Hoffnung im Klimaschutz

Allianzen zwischen Wissenschaft und Kultur

Ein Eisberg, von dem Eis abbricht, das schmilzt.
Neue Niedrigrekorde in der Arktis und Antarktis: So wenig Eis für Pinguine, Krill, Eisbären, Wale gab es noch nie in der Menschheitsgeschichte. © imago / YAY Images / Mariusz Prusaczyk
Ein Kommentar von Antje Boetius · 16.02.2023
Polarforscherin Antje Boetius beobachtet das Schwinden des Meereises - eine der vielen Konsequenzen der Erderwärmung. Die Kultur, sagt sie, kann in der Bekämpfung des Klimawandels eine wichtige Rolle einnehmen und Tragödien emotional erfahrbar machen.
Heute beginnt die Berlinale. Ein Projekt, an dem ich als wissenschaftliche Beraterin mitwirken durfte, ist auch dabei: die internationale Verfilmung des Bestsellers „Der Schwarm“ von Frank Schätzing. 2004 erschienen. Seine Idee damals, heute genauso fresh: unzählige reale Beobachtungen aus aktueller Meeresforschung zu einem dichten Plot verweben, die Kräfte hinter den Ereignissen einer fiktiven Meeresgewalt zuordnen.

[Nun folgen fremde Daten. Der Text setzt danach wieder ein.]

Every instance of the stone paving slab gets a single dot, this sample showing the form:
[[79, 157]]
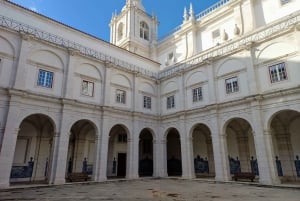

"Der Schwarm" auf der Berlinale

Das Buch galt lange als unverfilmbar. Nun die Weltpremiere als Fernsehserie. Vom Sofa aus können wir in den Ozean eintauchen, Walen und Würmern ins Auge schauen, mitfiebern mit mutigen Meeresforscherinnen, die die Welt retten wollen.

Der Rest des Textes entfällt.